Until Exene grows restless; until Henry grows up and Viggo can see that he too soon will start looking for his own stars, for his own words and people and stories--for that is just the way the world is.
It seems strangely comforting, and things suddenly fit.
It's not the first roles in films; it's not the deep rich colors filling his eyes with yet untold visions and his nose with the thick smell of darkness and light and chaos, bringing the words hidden deep in his heart to the rough surface of blank canvases; it's not the snapshots of life blending reality and dreams and snatches of music captured in poetry; it's not the people he meets, dark and light and gray and all sorts of inbetween, people used to smiling for a camera and people just going about their business in the street.
He learns that there's special people that get to stay with you in your life, and that it's all right to want to be with them, always; that it's something that can happen. That moving on doesn't always mean leaving.

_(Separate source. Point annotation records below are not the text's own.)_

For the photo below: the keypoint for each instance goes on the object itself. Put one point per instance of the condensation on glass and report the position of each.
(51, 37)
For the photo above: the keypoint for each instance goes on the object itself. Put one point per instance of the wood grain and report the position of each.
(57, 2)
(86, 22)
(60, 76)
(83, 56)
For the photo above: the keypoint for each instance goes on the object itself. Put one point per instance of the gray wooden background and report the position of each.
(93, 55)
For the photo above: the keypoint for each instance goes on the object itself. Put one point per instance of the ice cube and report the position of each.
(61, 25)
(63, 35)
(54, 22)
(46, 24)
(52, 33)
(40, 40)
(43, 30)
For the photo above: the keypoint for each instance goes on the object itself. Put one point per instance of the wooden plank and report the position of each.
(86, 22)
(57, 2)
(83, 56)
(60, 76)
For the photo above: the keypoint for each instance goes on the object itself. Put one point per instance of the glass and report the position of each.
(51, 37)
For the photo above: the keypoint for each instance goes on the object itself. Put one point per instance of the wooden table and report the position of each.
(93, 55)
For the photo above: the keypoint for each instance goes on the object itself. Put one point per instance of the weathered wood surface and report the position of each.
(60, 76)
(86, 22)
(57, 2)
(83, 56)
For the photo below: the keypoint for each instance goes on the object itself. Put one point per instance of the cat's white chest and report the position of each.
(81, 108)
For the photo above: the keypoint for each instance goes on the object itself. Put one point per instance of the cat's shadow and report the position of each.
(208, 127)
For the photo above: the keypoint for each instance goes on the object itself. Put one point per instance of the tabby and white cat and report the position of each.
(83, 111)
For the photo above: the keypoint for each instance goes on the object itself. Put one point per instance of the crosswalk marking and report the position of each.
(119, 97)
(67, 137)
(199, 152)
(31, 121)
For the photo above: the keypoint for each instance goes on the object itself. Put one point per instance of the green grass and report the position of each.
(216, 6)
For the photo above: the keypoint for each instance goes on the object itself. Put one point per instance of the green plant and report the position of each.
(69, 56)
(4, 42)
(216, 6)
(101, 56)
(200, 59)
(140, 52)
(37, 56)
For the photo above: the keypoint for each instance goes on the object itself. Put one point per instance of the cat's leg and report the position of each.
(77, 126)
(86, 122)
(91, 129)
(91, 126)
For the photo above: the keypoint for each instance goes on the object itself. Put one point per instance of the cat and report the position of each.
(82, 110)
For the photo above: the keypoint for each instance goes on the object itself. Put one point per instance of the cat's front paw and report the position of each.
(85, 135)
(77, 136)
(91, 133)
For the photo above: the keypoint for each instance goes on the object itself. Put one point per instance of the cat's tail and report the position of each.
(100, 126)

It's like beginning again; it's like accepting that he, too, will never stop looking.
Except this time, he thinks he knows what he's looking for. What he wants.
"Mae govannen," Viggo says, and he smiles wide when Sean laughs in the airport, and pulls him close to put his arms around him. Sean smells of too many hours in crowded airports and tiredness and sleep, and of the dark warm light that used to bleed into Viggo's paintings, into Viggo's poetry, just after Henry was born.
If Viggo had a word for it, it would be something complicated and simple at the same time, a Japanese kanji maybe--a sign like stunned happiness, and maybe, just a little, like relief.
Viggo has been learning languages in New Zealand, this new world he never was in before, where Henry told him he should go, and that sometimes feels like a place he had once known: a little bit of Quenya wisdom, long meaningful Sindarin lyrics. It comes all so easily, as though he were born to it, or maybe it's because he, too, has always been speaking a language that wasn't that of people, but made up by just one.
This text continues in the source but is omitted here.